BEIRUT – A year of Russian airstrikes on areas outside government control in Syria have killed more than 9,000 people, displaced tens of thousands and caused wide destruction, an opposition monitoring group said Friday.
On Sept. 30 last year, Russia began an air campaign backing the ground forces of Syrian President Bashar Assad, turning the balance of power in his favor in many areas — including the northern province of Aleppo and the suburbs of the capital Damascus.
Opposition activists have blamed Russia as being responsible for most of the recent airstrikes against rebel-held neighborhoods of east Aleppo city that killed more than 320 civilians in the past two weeks and demolished many buildings.
A Syrian opposition monitoring group that tracks Syria's civil war said a year of Russian airstrikes have killed 9,364 people in the war-torn country.
The Britain-based Syrian Observatory for Human Rights said the dead include 3,804 civilians, including 906 children. The dead also include 2,746 members of the Islamic State group and 2,814 from other rebel and militant groups, including Al Qaeda's affiliate in Syria.
Russia on Friday is marking one year since it launched its air campaign in Syria in support of Assad. In light of that, the Russian Foreign Ministry issued a warning to Russians abroad about possible "provocations," urging them to exercise caution.
Also Friday, Syria's military and the Observatory said government forces captured a hospital in the northern city of Aleppo a day after regaining control of a Palestinian refugee camp in the city.
The Syrian military said government forces are strengthening their positions in the Handarat refugee camp and took control on Friday of the Kindi hospital, an unused structure that was damaged in years of war.
The Observatory said the hospital is on the northern edge of the city just 1.3 miles from a major intersection north of Aleppo known as the Gondol roundabout.

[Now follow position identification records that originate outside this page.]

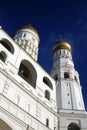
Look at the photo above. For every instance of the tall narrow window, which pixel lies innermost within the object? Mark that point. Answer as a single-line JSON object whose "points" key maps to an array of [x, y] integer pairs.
{"points": [[28, 72], [73, 126], [47, 94], [56, 77], [3, 56], [66, 75], [47, 122], [47, 82]]}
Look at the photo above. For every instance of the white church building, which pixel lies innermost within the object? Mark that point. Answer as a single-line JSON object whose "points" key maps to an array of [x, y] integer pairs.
{"points": [[32, 99]]}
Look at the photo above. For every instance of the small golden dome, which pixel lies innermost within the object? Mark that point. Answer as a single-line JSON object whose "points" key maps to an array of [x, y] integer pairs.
{"points": [[61, 44], [28, 26]]}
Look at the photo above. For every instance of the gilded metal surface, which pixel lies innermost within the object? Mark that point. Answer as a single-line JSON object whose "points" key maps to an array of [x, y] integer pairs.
{"points": [[61, 45], [28, 26]]}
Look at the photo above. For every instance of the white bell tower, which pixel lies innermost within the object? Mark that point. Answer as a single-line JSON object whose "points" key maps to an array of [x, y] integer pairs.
{"points": [[69, 94], [28, 38]]}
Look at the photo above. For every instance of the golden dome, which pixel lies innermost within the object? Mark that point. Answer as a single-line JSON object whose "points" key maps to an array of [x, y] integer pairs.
{"points": [[28, 26], [61, 44]]}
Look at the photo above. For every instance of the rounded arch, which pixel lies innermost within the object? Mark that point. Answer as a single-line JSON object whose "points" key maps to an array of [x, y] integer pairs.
{"points": [[4, 125], [47, 94], [73, 126], [28, 72], [7, 44], [47, 82], [47, 122], [66, 75], [3, 56]]}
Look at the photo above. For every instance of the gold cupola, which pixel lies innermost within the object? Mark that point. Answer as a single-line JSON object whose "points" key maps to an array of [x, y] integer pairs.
{"points": [[61, 44]]}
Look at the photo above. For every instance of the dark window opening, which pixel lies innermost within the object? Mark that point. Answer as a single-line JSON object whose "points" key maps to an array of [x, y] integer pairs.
{"points": [[66, 75], [75, 78], [28, 73], [47, 95], [47, 82], [7, 45], [56, 77], [47, 122]]}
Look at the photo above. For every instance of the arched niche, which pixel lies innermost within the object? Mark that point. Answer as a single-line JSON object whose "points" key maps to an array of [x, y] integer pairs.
{"points": [[47, 82], [73, 126], [47, 94], [7, 44], [4, 125], [28, 72], [3, 56]]}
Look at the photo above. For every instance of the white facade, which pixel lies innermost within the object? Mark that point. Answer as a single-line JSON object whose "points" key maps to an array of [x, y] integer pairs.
{"points": [[29, 97]]}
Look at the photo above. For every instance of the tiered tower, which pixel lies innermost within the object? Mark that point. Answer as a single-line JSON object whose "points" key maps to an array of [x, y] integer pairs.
{"points": [[69, 95], [27, 37]]}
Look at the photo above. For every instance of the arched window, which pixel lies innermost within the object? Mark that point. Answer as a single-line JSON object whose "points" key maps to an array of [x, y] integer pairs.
{"points": [[3, 56], [28, 72], [4, 126], [7, 44], [47, 82], [73, 126], [66, 75], [56, 77], [75, 78], [47, 94], [47, 122]]}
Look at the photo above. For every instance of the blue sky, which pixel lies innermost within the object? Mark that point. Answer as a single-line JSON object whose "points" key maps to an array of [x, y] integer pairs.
{"points": [[52, 18]]}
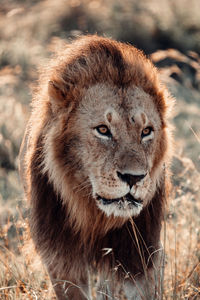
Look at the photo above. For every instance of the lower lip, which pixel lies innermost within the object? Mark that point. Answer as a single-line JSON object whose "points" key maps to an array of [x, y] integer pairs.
{"points": [[128, 198]]}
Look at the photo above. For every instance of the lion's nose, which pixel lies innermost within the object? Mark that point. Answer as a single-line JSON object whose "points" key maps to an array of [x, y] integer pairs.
{"points": [[130, 178]]}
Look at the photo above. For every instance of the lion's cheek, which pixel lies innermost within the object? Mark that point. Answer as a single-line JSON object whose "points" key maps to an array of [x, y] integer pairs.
{"points": [[108, 187]]}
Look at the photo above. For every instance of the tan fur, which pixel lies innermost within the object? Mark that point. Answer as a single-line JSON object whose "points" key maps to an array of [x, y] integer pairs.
{"points": [[68, 163]]}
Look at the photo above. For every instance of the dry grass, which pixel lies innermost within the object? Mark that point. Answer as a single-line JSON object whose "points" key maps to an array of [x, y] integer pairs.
{"points": [[28, 29]]}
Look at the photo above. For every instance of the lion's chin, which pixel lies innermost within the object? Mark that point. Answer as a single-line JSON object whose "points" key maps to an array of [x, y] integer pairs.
{"points": [[125, 207]]}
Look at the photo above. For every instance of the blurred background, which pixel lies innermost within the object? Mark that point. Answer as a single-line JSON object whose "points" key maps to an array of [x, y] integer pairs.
{"points": [[168, 31]]}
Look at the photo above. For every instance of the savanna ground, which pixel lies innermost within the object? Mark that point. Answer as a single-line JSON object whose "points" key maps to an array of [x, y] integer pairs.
{"points": [[29, 30]]}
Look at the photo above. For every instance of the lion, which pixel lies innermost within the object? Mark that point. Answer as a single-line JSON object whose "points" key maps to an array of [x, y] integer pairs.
{"points": [[94, 163]]}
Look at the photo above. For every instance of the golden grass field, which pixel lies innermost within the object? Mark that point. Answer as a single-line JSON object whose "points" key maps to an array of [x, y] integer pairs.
{"points": [[29, 30]]}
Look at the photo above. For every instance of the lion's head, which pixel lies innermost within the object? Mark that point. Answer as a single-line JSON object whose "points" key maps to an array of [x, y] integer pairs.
{"points": [[108, 134]]}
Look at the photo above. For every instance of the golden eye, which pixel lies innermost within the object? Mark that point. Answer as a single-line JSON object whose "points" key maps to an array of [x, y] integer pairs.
{"points": [[146, 131], [103, 129]]}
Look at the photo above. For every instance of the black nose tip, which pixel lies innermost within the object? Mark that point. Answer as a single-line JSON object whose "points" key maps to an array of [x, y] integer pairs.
{"points": [[130, 179]]}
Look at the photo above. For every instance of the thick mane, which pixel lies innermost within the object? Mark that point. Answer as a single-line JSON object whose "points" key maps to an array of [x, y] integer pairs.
{"points": [[92, 59], [66, 223]]}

State TV also reported intense fighting in the central Suleiman al-Halaby area where it said troops captured several buildings. The area is home to a main water stations that supplies Aleppo, Syria's largest city and once commercial center, with drinking water.
The Local Coordination Committees, another monitoring group said eight soldiers were killed in clashes with rebels near the water station.
Syrian government forces have been on the offensive in Aleppo for days under the cover of intense airstrikes. State news agency SANA said rebels shelled the government-held part of Aleppo killing four and wounding 10.
The U.N. health agency decried an "unfathomable" situation for medical care in rebel-held parts of Aleppo, pleading for a halt to the violence that has prevented aid and support from entering.
Dr. Rick Brennan, emergency risk director for the World Health Organization, said the security situation is too dangerous for outside medical personnel to enter rebel-held eastern Aleppo.
Speaking Friday to reporters in Geneva, Brennan appealed for permission to evacuate the sick and injured. He said 846 people have been wounded, including 261 children, in the last couple of weeks.
He said fewer than 30 doctors doing work that's "beyond heroic" are now in eastern Aleppo, where at least 250,000 people live under siege.